Revelli dedica un breve pamphlet al secondo lui, inarrestabile declino del partito politico come istituzione e del concetto stesso di democrazia rappresentativa.
Revelli – Finale di partito – Einaudi – 10 euro cartaceo – 6,99 ebook – XII,137 pagine
Per il politologo torinese, soprassedendo a fenomeni superficiali come il peggioramento delle classi dirigenti, la vera causa strutturale sarebbe la fine del modello di produzione fordista, su cui s’innestava il sistema dei grandi partiti strutturati “a integrazione verticale”. Finito il “gigantismo novecentesco” nella produzione, finisce anche il gigantismo nella politica, finiscono i partiti della democrazia rappresentativa e al loro posto si innesta una contesa tra i “tecnici” e la “democrazia del pubblico”. Una democrazia, questa, che al vecchio obiettivo della presa del potere da parte delle classi dominate (o, specularmente, del mantenimento del potere da parte delle classi dominanti) ma il controllo del potere da parte di un “nuovo popolo”. Questo popolo nuovo (contrapposto al vecchio popolo novecentesco, incolto e costretto a delegare alle strutture partitiche) trova la sua espressione attraverso i movimenti e battaglie come quella dei referendum su acqua e nucleare.
L’argomentazione di Revelli è accattivante e sembra rispondere a quello che è un cambiamento innegabile nella struttura produttiva: frammentazione della produzione in miriadi di piccoli luoghi di lavoro, frammentazione dei lavoratori in miriadi di rapporti contrattuali diversi.
Emilia Rossa…
Ci sono però elementi di debolezza nell’uguaglianza di Revelli fra “grandi luoghi di lavoro” e “grandi partiti organizzati come luoghi di lavoro”.
Innanzitutto, il fatto che i partiti si organizzino a integrazione verticale è storicamente vero per i partiti comunisti o socialdemocratici, molto meno per i partiti conservatori, basta pensare alla Democrazia Cristiana.
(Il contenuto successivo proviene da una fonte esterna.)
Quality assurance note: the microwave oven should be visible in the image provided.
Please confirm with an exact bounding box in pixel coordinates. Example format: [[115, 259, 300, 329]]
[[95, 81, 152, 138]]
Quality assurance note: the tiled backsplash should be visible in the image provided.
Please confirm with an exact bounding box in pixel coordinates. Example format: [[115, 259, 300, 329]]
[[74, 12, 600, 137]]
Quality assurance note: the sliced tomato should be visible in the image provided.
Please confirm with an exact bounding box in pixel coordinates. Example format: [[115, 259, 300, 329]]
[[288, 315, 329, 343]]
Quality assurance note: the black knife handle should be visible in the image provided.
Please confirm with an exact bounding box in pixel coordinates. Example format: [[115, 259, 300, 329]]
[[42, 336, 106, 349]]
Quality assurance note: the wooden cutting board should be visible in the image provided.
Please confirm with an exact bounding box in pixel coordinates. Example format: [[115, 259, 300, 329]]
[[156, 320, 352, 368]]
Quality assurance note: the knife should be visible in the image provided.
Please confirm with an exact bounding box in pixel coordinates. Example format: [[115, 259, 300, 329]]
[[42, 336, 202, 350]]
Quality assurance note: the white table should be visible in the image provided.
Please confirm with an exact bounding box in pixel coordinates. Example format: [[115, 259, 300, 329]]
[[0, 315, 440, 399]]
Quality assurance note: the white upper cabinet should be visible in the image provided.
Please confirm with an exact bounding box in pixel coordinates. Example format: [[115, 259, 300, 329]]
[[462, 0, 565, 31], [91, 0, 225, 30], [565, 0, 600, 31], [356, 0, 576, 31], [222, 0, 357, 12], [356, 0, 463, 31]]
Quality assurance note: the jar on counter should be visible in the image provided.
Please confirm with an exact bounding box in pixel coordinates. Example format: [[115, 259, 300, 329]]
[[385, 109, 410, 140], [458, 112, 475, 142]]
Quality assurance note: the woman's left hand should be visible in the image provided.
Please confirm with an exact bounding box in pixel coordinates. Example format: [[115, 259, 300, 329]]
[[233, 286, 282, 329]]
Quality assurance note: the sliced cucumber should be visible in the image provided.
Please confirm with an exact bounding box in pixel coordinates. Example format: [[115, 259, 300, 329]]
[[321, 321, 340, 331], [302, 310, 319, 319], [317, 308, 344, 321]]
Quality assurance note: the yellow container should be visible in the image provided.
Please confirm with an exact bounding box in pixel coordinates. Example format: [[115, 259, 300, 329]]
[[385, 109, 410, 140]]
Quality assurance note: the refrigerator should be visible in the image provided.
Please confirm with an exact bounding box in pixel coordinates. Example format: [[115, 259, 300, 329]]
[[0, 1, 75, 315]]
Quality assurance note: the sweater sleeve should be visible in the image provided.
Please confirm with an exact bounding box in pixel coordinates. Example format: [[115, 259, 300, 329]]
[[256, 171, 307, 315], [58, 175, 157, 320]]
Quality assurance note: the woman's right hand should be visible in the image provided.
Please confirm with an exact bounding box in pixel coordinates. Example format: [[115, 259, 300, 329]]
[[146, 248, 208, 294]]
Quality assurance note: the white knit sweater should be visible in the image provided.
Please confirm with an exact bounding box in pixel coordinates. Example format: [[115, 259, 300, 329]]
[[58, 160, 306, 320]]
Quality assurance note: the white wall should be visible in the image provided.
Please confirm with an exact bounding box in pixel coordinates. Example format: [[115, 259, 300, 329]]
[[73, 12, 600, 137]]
Almeno nel nostro paese, non regge l’identificazione tra grande impresa e grande partito. Se il PCI aveva innegabilmente solidissime basi nelle cinture industriali delle grandi città, il suo più grande radicamento è nelle regioni rosse dell’Italia centrale, regioni che sono paradossalmente anticipatrici di modi di produzione decentrati.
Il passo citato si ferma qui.